It’s the lovely time of the year when top level football (and by football I mean soccer) players from around the world gather on the best football field of the world to decide who gets 25kg trophy of sterling silver that is the Premier League Trophy. Often called the greatest show on Earth, the English Premier League (EPL) has the largest audience in the world for a domestic sporting event.
But before I discuss this year’s season, it is important to understand the history and the social implications of the English Premier League football. The sport evolved from variations of the present day football. In the mid 1800’s, the variations were organized into an official sport starting with the Cambridge Rules.

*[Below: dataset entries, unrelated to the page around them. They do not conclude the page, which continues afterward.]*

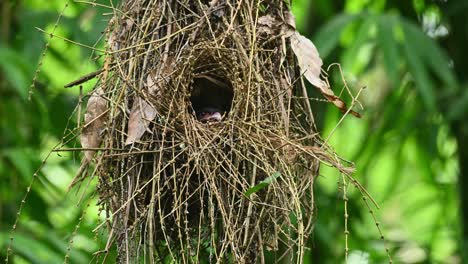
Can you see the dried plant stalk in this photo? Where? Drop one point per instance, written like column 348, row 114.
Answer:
column 183, row 191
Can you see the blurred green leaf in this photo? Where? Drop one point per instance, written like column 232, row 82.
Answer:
column 16, row 70
column 358, row 55
column 389, row 45
column 431, row 55
column 418, row 70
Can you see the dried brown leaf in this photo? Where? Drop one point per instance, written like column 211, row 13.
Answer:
column 94, row 119
column 310, row 64
column 140, row 118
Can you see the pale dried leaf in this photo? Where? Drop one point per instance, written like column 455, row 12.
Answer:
column 310, row 64
column 94, row 123
column 267, row 24
column 308, row 58
column 140, row 118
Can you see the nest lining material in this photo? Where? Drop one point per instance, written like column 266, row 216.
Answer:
column 176, row 189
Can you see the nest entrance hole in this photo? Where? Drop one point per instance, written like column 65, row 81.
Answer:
column 211, row 97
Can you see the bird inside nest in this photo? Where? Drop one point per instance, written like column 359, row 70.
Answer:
column 211, row 98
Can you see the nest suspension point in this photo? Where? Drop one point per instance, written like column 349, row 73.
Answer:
column 206, row 140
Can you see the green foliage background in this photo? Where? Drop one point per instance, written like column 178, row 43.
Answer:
column 409, row 147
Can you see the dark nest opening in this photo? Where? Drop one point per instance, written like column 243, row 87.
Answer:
column 211, row 96
column 179, row 187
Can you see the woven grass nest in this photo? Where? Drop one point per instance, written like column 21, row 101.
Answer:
column 176, row 189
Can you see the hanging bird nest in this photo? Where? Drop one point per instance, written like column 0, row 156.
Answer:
column 201, row 132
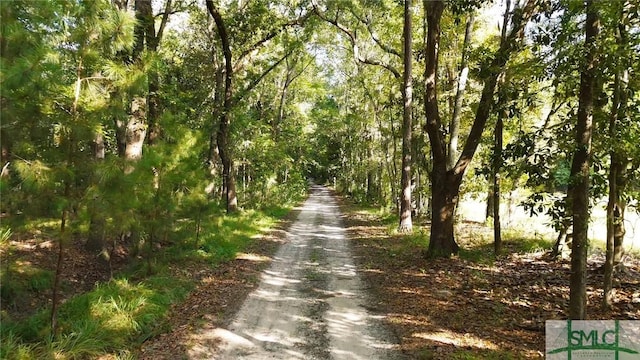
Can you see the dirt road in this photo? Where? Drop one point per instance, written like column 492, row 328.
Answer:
column 310, row 303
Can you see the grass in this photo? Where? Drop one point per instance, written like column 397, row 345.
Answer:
column 116, row 317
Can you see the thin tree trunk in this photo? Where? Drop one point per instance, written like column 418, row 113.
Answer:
column 463, row 75
column 497, row 165
column 580, row 170
column 617, row 177
column 497, row 148
column 446, row 184
column 96, row 238
column 406, row 225
column 223, row 135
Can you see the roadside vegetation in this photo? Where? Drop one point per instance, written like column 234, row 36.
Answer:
column 101, row 315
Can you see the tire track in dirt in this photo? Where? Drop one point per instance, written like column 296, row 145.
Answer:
column 310, row 303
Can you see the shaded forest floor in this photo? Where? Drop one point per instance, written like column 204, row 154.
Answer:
column 474, row 305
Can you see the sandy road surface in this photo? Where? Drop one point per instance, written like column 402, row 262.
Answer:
column 309, row 304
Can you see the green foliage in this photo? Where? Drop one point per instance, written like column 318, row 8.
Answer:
column 115, row 316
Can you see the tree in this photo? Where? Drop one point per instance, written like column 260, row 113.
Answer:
column 446, row 183
column 231, row 96
column 405, row 201
column 579, row 186
column 385, row 60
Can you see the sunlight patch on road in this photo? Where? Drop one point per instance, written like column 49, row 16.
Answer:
column 455, row 339
column 252, row 257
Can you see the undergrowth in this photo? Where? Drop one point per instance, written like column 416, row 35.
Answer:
column 116, row 317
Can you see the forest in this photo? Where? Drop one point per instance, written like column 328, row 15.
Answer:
column 145, row 144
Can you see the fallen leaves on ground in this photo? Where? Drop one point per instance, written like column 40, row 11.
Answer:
column 457, row 308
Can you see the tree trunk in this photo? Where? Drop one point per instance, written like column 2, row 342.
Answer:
column 497, row 165
column 497, row 146
column 463, row 75
column 580, row 170
column 406, row 225
column 96, row 238
column 446, row 184
column 223, row 135
column 135, row 133
column 617, row 176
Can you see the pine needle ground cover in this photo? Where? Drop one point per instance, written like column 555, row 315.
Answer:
column 474, row 306
column 114, row 318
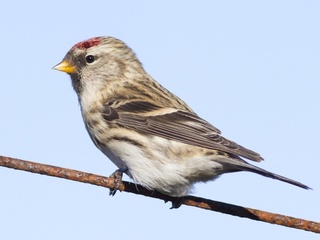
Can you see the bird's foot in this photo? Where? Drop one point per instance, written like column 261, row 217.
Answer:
column 117, row 175
column 175, row 203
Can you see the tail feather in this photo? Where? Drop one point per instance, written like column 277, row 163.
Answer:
column 244, row 166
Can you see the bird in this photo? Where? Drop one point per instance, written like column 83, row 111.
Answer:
column 149, row 133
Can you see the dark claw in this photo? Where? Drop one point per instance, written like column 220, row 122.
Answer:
column 175, row 203
column 117, row 175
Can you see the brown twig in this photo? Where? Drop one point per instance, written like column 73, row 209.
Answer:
column 137, row 189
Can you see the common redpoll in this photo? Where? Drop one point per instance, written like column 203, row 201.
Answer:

The Football Association was set up and the sport was organized into a nationwide sport. The sport evolved over the ages and became more widespread. It later spread worldwide and the international organization for football administration, FIFA, was set up to regulate the sport.
Despite relatively good performance of the English team in the seventies and eighties, it was a low point in English football. The stadia were badly maintained and the crowds were unruly. As a result, a lot of English clubs were banned from the European competition. The erstwhile Football First Division which was the top level of English football since 1888, was well behind the rival European leagues in attendance. In the early nineties, with the Hillsborough disaster (resulting in the death of 96 people), safety standards were revised and it was recommended that all the existing stadia make expensive upgrades.
Due to these changes, during the 1991 season there was talk of setting up a new league that would bring more money for development of football infrastructure. On the 27th of May, 1992, all the First Division teams resigned to form the new English Premier League.
As time passed, the Premier League became one of the most popularly watched sports. It provides stiff competition to other European leagues such as Bundesliga of Germany, the Dutch KNVB and the La Liga of Spain. It now attracts leading players from around the world. Some of the most famous players in international football play or have played in the English Premier League at some point. Notable examples include David Beckham, Thierry Henry, Didier Drogba, Cristiano Ronaldo, Fredrik Ljunberg, etc. Over the years, the game started being dominated by the just four teams. Since the 1994 win of the Blackburn Rovers; Manchester United, Arsenal, Chelsea and Liverpool have dominated the top four spots and therefore were the only ones who qualified for the UEFA league (the All-European League).
This season looks to be more gripping than ever. With Liverpool behind in rank 17, a lot looks different this time. Chelsea (four times EPL winners) is in the top spot followed closely by Arsenal (one of the most successful clubs in English football which holds the record for the longest uninterrupted period as champions in the English Premier League), Manchester United (18 time EPL champions and one of the historic rivals to Arsenal) and Manchester City (only a recent addition to top flight status). It looks like the EPL is out of the grips of the normal “Big Four” of Arsenal, Chelsea, Liverpool and ManU (what Manchester United is sometimes called). With the last year winner (Newcastle) now in rank 9, this season looks to be very exciting. With an unexpected top-flight line-up, this is going be unexpected either way.